In alcuni casi, sicuramente di minoranza, vituperato con qualche ragione, giacché non è che 28 anni dopo sia un film del tutto del tutto riuscito, ed è vero che in mezzo ha qualche roba vagamente bruttina; in altri, però, si darà contro al film per due motivi peraltro connessi tra loro: l’ambizione di Boyle e la sua voglia di dare in pasto ai fan dell’originale qualcosa di completamente diverso rispetto a quel film e alle aspettative nei confronti di questo nuovo.
Ecco, solo per questo penso che 28 anni dopo sia un film da premiare: perché Boyle si rifiuta di sottostare alla dittatura del fandom, di dare la pappa pronta a un pubblico che sa più masticare qualcosa che non sia omogeneizzato e reso semplice e familiare, di continuare a fare sempre la stessa cosa per soddisfare chi vuole che tutto rimanga sempre uguale.

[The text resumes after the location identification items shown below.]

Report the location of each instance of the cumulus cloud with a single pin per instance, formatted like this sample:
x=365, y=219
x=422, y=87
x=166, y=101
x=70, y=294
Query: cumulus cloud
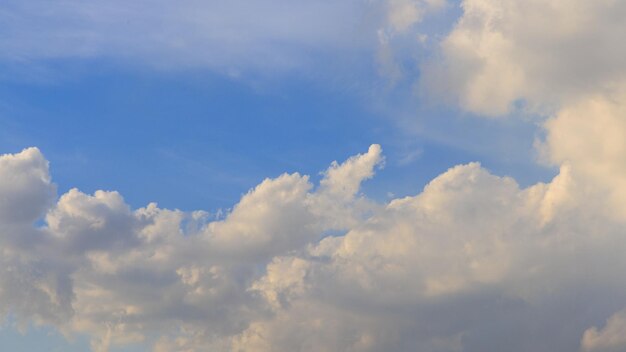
x=471, y=263
x=542, y=53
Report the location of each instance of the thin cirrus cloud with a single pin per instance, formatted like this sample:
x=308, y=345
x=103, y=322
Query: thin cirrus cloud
x=473, y=262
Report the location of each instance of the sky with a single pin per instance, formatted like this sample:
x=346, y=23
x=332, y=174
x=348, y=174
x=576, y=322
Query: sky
x=356, y=175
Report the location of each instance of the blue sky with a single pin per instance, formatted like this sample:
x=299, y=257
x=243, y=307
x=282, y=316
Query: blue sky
x=209, y=109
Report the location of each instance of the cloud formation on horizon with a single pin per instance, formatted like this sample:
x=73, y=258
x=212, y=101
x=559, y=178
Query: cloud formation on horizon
x=472, y=263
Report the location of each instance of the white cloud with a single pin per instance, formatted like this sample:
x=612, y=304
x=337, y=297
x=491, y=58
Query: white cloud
x=611, y=338
x=472, y=258
x=544, y=53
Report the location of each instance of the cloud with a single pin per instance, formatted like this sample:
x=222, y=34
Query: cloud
x=608, y=339
x=471, y=263
x=541, y=53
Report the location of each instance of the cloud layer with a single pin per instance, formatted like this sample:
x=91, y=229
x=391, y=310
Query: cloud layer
x=472, y=263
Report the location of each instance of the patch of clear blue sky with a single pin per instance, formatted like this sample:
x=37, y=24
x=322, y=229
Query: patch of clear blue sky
x=197, y=140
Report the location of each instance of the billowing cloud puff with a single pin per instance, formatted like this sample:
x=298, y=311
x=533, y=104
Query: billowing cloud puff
x=472, y=263
x=543, y=53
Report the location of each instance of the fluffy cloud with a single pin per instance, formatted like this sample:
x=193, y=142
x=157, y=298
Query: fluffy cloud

Che poi parte benissimo, 28 anni dopo. Parte con un prologo brutale che in qualche modo ricorda quello notevolissimo dell’Alba dei morti viventi di Zack Snyder, che tira i ballo i lisergicissimi e inquietanti Teletubbies (altro che innocenza dell'infanzia( e che è apparentemente slegato dal resto della storia (il collegamento arriverà alla fine, e farà da cliffhanger preparatorio con il secondo film della trilogia che Boyle e Garland vorrebbero realizzare). Prosegue bene, poi, 28 anni dopo, catapultandoci dalle highlands scozzesi sulla piccola isola lungo delle coste inglesi del nord-est dove si è rifugiata la comunità di sopravvissuti cui appartengono i protagonisti, raccontando del battesimo di sangue di un 12enne che il padre porta sulla terraferma, armati di arco e frecce, per uccidere il suo primo infetto e farlo diventare così un uomo.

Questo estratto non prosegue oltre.